Laurence Rees is Creative Director of History Programs for the BBC and author of five books, including The Nazis: A Warning from History and Horror in the East: Japan and the Atrocities of World War II. He lives in London.

CHAPTER 1
    SURPRISING BEGINNINGS
    O n April 30, 1940, SS Hauptsturmführer (Captain) Rudolf Höss achieved a great ambition. At the age of thirty-nine, and after six years’ service in the SS, he had been appointed commandant of one of the first Nazi concentration camps in the New Territories. On this spring day he arrived to take up his new duties in a small town in what had been, until eight months earlier, southwest Poland and was now part of German Upper Silesia. The name of the town in Polish was Oświęcim—in German, Auschwitz.
    Although Höss had been promoted to commandant, the camp he was to command did not yet exist. He had to supervise its construction from a collection of dilapidated and vermin-infested former Polish Army barracks, grouped around a horse-breaking yard on the edge of the town. And the surrounding area could scarcely have been more depressing. This land between the Sola and Vistula rivers was flat and drab, the climate damp and unhealthy.
    No one on that first day—and that certainly included Rudolf Höss—could have predicted the camp would, within five years, become the site of the largest mass murder the world has yet seen. The story of the decision-making process that led to this transformation is one of the most shocking in the whole of history and one that offers great insights into the functioning of the Nazi state.
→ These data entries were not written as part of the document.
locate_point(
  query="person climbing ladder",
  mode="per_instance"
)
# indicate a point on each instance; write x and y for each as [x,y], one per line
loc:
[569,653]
    Adolf Hitler, Heinrich Himmler, Reinhard Heydrich, Hermann Goering—all these leading Nazis and more made decisions that led to the extermination
of more than a million people at Auschwitz. But a crucial precondition for the crime was also the mentality of more minor functionaries such as Höss. Without Höss’s leadership through the hitherto uncharted territory of mass murder on this scale, Auschwitz would never have functioned as it did.
    To look at, there was little exceptional about Rudolf Höss. He was of medium height, with regular features and dark hair. He was neither ugly nor strikingly handsome; he simply resembled—in the words of American lawyer Whitney Harris, 1 who interrogated Höss at Nuremberg—“a normal person, like a grocery clerk.” Several Polish inmates of Auschwitz confirm this impression, remembering Höss as quiet and controlled, the type of person you walk past every day in the street and fail to notice. Thus, in appearance, Höss was as far away as it is possible to get from the conventional image of the red-faced, saliva-spitting SS monster—which, of course, makes him all the more terrifying a figure.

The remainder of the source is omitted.